I checked the revised manuscript and the new revisions provided by the authors. The manuscript is improved but some issues remain. The authors described how E-cadherin and N-cadherin were investigated, and not if the treatment modified the pattern of expression in terms of localization.

I feel that the authors have not a strong background on EMT since they do not consider that E-cadherin up- or down-regulation and topography as well have different effects in cells having a “more epithelial” or a “more mesenchymal” phenotype. This is a very important point considering that these cells, that have a hybrid phenotype in relation to EMT markers, can invade using two different mechanisms that are single cell invasion or collective invasion. The expression of EMT markers such as E-cadherin should be discussed in relation to this, also considering that PANC-1 are cells having an “epithelial” phenotype. Finally, to compare the effect of cannabinoids on PANC-1 and SW620 the phenotype of cells should be considered.

Author Response

E-cadherin up- or down-regulation and topography as well have different effects in cells having a “more epithelial” or a “more mesenchymal” phenotype. This is a very important point considering that these cells, that have a hybrid phenotype in relation to EMT markers, can invade using two different mechanisms that are single cell invasion or collective invasion. The expression of EMT markers such as E-cadherin should be discussed in relation to this, also considering that PANC-1 are cells having an “epithelial” phenotype. Finally, to compare the effect of cannabinoids on PANC-1 and SW620 the phenotype of cells should be considered.

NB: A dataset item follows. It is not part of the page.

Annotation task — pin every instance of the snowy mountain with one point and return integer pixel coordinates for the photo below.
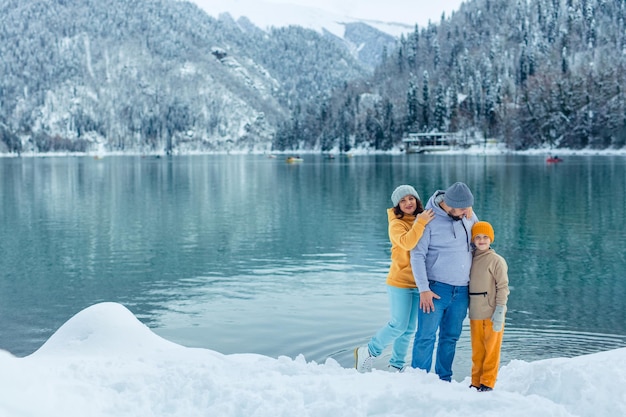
(322, 17)
(157, 76)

Author response: Thank you for these excellent comments. We will include these points in the discussion to highlight the EMT cadherin up- or down-regulation and topography as well the effects in cells having a “more epithelial” or a “more mesenchymal” phenotype. This is a very important point, considering that these cells, which have a hybrid phenotype in relation to EMT markers, can invade using two different mechanisms that are single cell invasion or collective invasion. The expression of EMT markers such as E-cadherin will be discussed in relation to this, also considering that PANC-1 are cells having an “epithelial” phenotype. Finally, we will compare the effects of these cannabinoids on PANC-1 and SW620, as well as the phenotype of these cells.

We will also highlight the role played by CB1 agonists in inducing the "cadherin switch," as reported by Cells 2019, 8, 1118; doi: 10.3390/cells8101118  can be added.